Users would choose to opt in for the contact tracing, as well as enable interaction with a broad ecosystem of apps and health authorities.  “Privacy, transparency and consent are of utmost importance in this effort and we look forward to building this functionality in consulting with interested stakeholders,” Apple and Google said.   Draft technology was released, including Bluetooth cryptography.

Google explained the process on its web site. 

Centers for Disease Control and Prevention officials have argued that increased virus testing will be the first step toward returning society to normalcy while the next step will be scaling up the capacity for tracing the contacts of those who test positive.

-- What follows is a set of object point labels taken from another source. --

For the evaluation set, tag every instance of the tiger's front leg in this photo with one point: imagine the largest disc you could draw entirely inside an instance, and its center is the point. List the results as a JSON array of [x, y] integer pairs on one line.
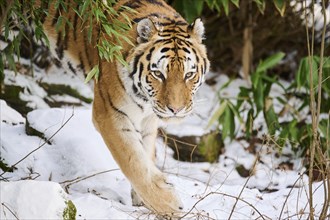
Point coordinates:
[[126, 146], [149, 135]]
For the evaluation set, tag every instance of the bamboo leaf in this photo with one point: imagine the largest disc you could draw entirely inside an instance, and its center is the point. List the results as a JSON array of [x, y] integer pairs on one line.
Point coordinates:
[[217, 114], [270, 62], [280, 6]]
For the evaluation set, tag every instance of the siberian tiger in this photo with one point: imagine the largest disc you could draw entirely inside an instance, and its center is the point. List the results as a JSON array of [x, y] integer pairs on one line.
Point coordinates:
[[166, 67]]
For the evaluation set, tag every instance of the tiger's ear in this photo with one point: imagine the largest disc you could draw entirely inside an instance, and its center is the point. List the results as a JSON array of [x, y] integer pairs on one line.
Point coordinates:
[[145, 29], [197, 30]]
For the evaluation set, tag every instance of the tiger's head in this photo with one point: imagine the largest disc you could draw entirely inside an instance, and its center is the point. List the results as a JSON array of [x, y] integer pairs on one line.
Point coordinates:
[[168, 66]]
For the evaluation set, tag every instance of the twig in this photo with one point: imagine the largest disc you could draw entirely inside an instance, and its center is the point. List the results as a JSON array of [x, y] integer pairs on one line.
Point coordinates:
[[78, 179], [4, 205], [312, 109], [223, 194], [43, 144], [240, 193], [287, 197]]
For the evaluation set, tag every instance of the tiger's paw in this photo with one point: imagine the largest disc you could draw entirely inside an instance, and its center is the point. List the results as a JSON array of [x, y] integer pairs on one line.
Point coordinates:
[[136, 200]]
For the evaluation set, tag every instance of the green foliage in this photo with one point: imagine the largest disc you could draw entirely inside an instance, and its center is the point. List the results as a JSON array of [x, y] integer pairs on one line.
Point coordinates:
[[96, 16], [5, 167], [257, 98], [210, 146], [70, 211], [191, 9]]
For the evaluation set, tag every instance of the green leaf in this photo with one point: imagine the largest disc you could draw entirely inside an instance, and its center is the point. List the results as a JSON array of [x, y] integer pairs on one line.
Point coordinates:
[[270, 62], [271, 117], [235, 2], [280, 6], [217, 114], [261, 4], [243, 95], [93, 73], [249, 123], [228, 124], [70, 211], [191, 9], [225, 5], [235, 111], [258, 96]]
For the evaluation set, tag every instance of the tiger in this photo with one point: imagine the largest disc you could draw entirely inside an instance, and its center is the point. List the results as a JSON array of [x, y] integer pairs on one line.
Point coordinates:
[[166, 66]]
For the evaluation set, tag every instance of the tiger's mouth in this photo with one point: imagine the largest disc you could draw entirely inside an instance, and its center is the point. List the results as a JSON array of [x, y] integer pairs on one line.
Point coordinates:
[[167, 115]]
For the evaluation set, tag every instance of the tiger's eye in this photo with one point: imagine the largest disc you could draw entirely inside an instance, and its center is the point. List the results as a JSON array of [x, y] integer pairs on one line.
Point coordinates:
[[158, 75], [189, 75]]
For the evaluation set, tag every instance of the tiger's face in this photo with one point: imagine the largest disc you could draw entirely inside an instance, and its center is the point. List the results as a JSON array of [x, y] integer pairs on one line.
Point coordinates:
[[170, 66]]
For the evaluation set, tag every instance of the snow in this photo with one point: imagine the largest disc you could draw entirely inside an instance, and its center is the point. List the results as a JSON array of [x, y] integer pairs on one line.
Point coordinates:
[[30, 199], [71, 162], [75, 164]]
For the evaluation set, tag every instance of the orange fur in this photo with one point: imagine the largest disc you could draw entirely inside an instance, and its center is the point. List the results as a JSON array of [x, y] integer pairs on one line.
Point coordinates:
[[166, 67]]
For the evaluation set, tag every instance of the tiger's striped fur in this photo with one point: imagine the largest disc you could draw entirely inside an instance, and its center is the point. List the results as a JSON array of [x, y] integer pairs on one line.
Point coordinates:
[[166, 67]]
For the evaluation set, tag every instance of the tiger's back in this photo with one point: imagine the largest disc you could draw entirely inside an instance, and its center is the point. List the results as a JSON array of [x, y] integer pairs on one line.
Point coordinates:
[[166, 66]]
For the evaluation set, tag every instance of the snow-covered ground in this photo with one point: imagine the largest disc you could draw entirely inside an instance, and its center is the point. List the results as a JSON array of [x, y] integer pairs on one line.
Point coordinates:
[[71, 162]]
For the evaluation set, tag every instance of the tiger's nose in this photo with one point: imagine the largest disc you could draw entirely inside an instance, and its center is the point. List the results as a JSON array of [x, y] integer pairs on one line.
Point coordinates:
[[175, 110]]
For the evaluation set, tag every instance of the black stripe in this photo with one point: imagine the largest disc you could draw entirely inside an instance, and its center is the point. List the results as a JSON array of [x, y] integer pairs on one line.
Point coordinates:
[[204, 60], [140, 71], [165, 49], [71, 68], [197, 58], [148, 57], [186, 50], [115, 108], [135, 64]]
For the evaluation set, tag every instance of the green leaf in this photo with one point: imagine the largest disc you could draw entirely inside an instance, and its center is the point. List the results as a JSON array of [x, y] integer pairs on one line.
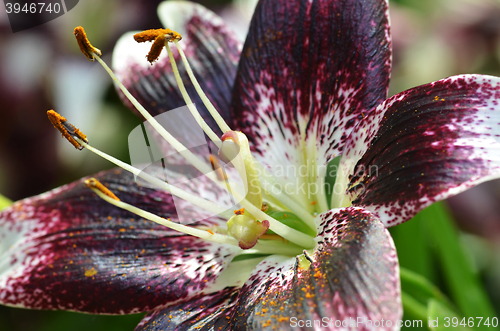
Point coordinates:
[[414, 252], [463, 284], [421, 289], [4, 202], [442, 318]]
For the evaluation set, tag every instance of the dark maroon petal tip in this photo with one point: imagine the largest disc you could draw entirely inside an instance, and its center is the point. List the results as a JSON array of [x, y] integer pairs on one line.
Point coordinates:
[[310, 70], [69, 249], [426, 144]]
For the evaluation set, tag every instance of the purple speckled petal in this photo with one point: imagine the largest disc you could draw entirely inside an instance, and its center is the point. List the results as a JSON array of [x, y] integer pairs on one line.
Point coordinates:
[[211, 48], [209, 312], [426, 144], [309, 71], [353, 276], [68, 249]]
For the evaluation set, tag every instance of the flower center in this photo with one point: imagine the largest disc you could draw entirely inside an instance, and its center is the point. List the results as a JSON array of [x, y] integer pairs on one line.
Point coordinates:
[[272, 220]]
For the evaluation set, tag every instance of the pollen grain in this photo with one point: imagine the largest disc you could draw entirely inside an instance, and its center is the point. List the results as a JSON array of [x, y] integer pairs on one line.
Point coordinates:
[[85, 46]]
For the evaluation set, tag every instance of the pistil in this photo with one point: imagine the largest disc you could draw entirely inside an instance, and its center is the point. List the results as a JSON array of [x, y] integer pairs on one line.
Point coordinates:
[[245, 228]]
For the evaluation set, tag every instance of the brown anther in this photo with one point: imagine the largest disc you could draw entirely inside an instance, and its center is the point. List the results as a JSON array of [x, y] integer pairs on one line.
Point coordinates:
[[150, 35], [156, 48], [159, 36], [87, 49], [95, 184], [239, 211], [67, 129]]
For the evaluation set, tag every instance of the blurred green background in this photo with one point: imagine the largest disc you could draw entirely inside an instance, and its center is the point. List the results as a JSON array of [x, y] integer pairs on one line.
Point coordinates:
[[449, 254]]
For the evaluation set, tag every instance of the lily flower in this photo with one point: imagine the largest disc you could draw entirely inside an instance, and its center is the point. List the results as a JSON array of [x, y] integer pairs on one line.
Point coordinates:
[[309, 86]]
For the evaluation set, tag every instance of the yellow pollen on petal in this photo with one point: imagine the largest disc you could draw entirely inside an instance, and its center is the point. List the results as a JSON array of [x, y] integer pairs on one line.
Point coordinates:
[[94, 183], [85, 46], [67, 129]]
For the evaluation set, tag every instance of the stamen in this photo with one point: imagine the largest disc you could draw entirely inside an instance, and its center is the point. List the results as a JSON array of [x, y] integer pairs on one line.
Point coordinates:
[[203, 234], [188, 155], [85, 46], [67, 129], [215, 114], [156, 49], [200, 202], [219, 172], [265, 247], [236, 142], [150, 35], [94, 183], [201, 122]]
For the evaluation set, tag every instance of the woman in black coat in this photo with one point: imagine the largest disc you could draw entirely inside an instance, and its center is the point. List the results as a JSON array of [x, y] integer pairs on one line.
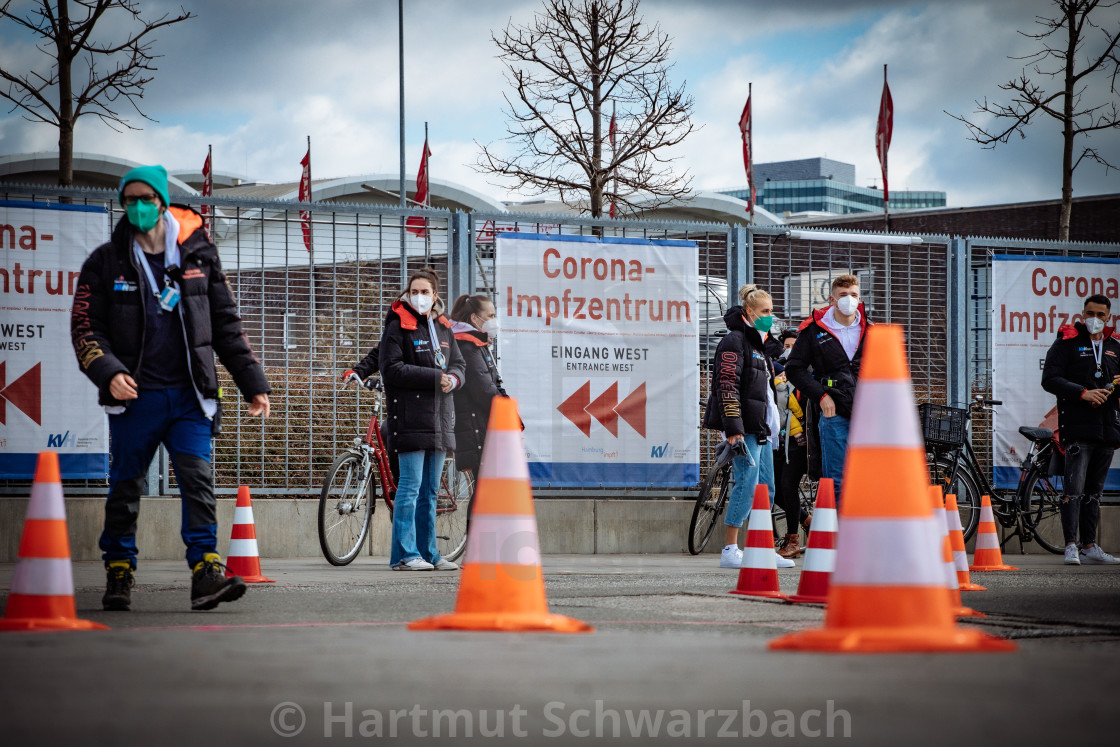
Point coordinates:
[[475, 324], [420, 365]]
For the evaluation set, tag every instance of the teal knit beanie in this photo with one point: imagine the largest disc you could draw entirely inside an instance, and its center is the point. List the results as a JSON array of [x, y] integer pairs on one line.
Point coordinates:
[[154, 176]]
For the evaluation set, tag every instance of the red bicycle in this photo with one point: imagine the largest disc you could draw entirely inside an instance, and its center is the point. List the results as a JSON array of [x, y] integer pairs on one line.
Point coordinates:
[[362, 473]]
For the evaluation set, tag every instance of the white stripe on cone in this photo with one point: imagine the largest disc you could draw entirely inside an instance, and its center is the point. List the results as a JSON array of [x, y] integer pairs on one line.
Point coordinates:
[[888, 552], [242, 549], [504, 456], [961, 560], [899, 430], [44, 577], [764, 558], [820, 560], [46, 502], [243, 515], [505, 539]]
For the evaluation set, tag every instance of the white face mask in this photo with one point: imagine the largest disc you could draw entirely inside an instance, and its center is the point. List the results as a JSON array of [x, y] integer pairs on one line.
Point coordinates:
[[847, 305]]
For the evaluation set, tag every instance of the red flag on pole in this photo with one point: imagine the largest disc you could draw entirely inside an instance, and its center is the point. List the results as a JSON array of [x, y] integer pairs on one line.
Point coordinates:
[[207, 190], [416, 224], [305, 196], [610, 132], [745, 129], [883, 130]]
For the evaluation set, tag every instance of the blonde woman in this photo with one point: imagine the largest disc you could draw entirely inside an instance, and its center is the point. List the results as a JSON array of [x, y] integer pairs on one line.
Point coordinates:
[[742, 404]]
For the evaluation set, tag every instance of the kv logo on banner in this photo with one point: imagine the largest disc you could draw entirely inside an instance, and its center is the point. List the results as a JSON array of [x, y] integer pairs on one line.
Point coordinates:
[[599, 344], [45, 400], [1032, 298]]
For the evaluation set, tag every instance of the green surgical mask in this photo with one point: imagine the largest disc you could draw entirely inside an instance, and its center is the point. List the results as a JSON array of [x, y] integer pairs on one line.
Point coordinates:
[[142, 215]]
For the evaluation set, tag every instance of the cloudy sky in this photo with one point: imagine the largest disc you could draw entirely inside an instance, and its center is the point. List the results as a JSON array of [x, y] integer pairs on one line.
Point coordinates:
[[254, 77]]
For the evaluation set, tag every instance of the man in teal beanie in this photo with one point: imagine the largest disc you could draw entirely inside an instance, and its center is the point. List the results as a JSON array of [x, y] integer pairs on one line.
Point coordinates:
[[151, 309]]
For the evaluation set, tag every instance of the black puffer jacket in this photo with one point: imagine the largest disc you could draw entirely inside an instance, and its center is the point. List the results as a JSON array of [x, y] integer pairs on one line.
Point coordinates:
[[421, 416], [108, 318], [1069, 371], [818, 364], [740, 373], [473, 400]]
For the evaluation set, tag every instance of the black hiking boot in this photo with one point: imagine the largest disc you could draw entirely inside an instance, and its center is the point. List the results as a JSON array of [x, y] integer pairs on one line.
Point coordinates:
[[118, 587], [210, 585]]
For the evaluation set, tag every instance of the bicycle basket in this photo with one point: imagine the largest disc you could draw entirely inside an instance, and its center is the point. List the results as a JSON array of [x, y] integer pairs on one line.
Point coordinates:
[[941, 425]]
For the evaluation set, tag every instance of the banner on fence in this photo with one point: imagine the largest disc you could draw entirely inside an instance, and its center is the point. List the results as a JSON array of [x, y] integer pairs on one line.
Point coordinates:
[[599, 345], [45, 400], [1032, 297]]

MIT has described a chirping technology that also relies on short-range Bluetooth signals emitted by smartphones.  If a person tests positive for COVID-19, they can upload the chirps their phone has put out in the past 14 days to a database.  Other phone users can scan the database to see if any of the chirps match the ones picked up by their phones.  If there’s a match, a notification will inform that person that he or she may have been exposed exposed to the virus.

“I keep track of what I’ve broadcasted and you keep track of what you’ve heard and this will allow us to tell if someone was in close proximity to an infected person,” said Prof. Ron Rivest of MIT. 

He said that cryptographic techniques will generate random, rotating numbers that are not only anonymous, but also pseudonymous, and constantly changing so their ID that can’t be traced back to any person.

MIT has a privacy-first initiative called SafePath, which is a broad set of mobile apps developed by a team led by Ramesh Raskar at the MIT Media Lab.

Smartphones already have the ability to advertise their presence via Bluetooth. One example is  Apple’s Find My feature.

South Korea is using apps that noftify officials if a diagnosed person has left home and can tap into a person’s GPS data to pinpoint where they have been.

MIT, like Apple and Google, would not use GPS, nor a personal ID or phone number. MIT said it is forming collaborations with Apple, Google and Microsoft.

Whether the actual smartphones can keep a user’s information anonymous might not be as important to government privacy experts as much as what companies do with the data they collect. A big concern is whether such companies might build profiles of a person’s health history.   Another concern is that a government, including the U.S., might find ways to locate and track people with COVID-19 to prevent them from going into public places. 

In the South Korean contract tracing system, alerts are being sent out that have identifiable information such as a person’s age or gender, where they work and the neighborhood where they live. That is a “lot of information that you don’t necessarily need to share in order to alert somebody,” said Josephine Wolff, an assistant professor of cybersecurity policy at Tufts University in a CNBC interview on Monday.

Wolff said time restrictions on how long contact tracing will last could be important to users, once the virus spread slows.

Kara Swisher, a co-founder of Recode, predicted on CNBC Monday that broad legislative efforts to invoke laws that protect data privacy will be put on hold as the nation deals with COVID-19. The question is what happens to the legislation after the virus passes, she added.